Truman looked at Mercy.

“Jennifer Sanders.”

Lucas nodded and vanished.

“I don’t know a Sanders family in town yet. Do they still live here?” Truman asked.

Mercy raised a brow at him.

“Oh, right. You haven’t been around lately. We’ll know soon enough. Lucas doesn’t know the entire town the way Ina did, but he’s trying hard to catch up.”

A man knocked lightly on the jamb of Truman’s open door. “Hey, Chief, you got a minute?”

Mercy looked over her shoulder. Her gaze landed on the man’s clerical collar and then climbed to his face. He wore a heavy leather jacket and faded jeans with a sports cap pulled low on his face. Her brain couldn’t connect the collar with the face. Something was off.

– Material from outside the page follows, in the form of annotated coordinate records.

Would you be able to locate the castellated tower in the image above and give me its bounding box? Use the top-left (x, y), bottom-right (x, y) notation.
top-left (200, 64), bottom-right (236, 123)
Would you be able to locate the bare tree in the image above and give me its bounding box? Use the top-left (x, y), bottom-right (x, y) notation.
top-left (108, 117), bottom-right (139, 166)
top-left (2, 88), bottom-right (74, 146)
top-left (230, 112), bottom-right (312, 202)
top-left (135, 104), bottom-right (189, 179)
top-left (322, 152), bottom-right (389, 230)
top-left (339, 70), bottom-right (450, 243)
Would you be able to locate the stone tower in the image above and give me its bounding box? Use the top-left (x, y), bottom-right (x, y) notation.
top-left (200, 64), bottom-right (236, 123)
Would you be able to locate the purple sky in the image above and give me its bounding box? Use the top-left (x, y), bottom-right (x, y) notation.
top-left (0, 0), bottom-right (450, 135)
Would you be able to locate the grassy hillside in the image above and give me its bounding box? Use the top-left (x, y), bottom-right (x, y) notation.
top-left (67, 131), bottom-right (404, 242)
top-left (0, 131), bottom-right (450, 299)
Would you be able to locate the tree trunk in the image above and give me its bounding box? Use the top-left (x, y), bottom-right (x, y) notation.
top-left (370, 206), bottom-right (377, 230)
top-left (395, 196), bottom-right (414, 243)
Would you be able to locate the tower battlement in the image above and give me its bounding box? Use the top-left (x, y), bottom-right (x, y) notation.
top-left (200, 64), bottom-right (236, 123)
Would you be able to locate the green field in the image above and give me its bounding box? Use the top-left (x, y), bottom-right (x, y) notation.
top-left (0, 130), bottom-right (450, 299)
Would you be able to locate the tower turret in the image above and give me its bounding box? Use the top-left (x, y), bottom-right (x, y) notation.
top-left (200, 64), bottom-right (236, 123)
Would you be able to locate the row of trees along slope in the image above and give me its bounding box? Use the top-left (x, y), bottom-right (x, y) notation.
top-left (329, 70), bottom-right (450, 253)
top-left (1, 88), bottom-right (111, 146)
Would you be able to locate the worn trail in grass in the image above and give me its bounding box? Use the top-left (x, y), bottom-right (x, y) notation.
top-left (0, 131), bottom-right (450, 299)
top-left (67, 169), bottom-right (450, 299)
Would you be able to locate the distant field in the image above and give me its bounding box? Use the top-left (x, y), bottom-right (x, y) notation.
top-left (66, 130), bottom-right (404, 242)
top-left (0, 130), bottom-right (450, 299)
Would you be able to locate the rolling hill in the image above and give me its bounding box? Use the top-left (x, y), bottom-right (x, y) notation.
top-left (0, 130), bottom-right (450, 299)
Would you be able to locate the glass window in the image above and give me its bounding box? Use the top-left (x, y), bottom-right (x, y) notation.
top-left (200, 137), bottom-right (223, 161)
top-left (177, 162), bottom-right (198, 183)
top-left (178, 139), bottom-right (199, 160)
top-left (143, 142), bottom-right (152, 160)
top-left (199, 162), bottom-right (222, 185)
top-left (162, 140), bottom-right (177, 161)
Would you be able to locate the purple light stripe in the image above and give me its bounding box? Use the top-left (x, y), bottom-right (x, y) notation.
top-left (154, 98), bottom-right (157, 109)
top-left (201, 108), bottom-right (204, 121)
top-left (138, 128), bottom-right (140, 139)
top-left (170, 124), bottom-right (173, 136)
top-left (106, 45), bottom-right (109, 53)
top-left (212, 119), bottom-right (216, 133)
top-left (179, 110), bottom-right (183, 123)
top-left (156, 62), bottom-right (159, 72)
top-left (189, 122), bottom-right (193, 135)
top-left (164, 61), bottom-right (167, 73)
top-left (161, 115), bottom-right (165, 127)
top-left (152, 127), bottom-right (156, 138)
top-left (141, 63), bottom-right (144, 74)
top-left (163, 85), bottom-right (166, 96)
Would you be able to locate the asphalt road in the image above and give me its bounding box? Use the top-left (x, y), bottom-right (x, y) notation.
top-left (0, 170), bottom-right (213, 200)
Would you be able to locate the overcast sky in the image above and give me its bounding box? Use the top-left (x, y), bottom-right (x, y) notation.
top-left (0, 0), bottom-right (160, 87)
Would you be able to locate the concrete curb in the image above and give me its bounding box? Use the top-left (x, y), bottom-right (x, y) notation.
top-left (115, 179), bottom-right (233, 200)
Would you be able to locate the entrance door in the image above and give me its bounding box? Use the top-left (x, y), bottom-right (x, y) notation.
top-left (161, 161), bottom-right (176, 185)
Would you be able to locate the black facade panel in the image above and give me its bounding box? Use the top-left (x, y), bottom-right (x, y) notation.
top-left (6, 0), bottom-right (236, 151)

“What can I do for you, David?”

David nodded at Mercy with a polite smile and then turned to Truman. “I was looking—”

He stopped, and his gaze shot back to Mercy. Confusion raced over his features, and Mercy silently sighed. This is getting old. She stood and held out her hand. “Mercy Kilpatrick.”

David’s mouth opened, but no noise came out as he shook her hand.

Then she recognized him. David Aguirre had been a close buddy of her brother Owen. No wonder her brain wouldn’t connect the collar with the face; David had been a wild hell-raiser in his youth. She was stunned that he now worked behind a pulpit instead of living behind bars.

“Mercy? Holy cow. I haven’t seen you in ages.” A wide grin crossed his face.

“Nice to see you, David.” She nodded at his collar. “I see you’ve left behind your hellfire ways.”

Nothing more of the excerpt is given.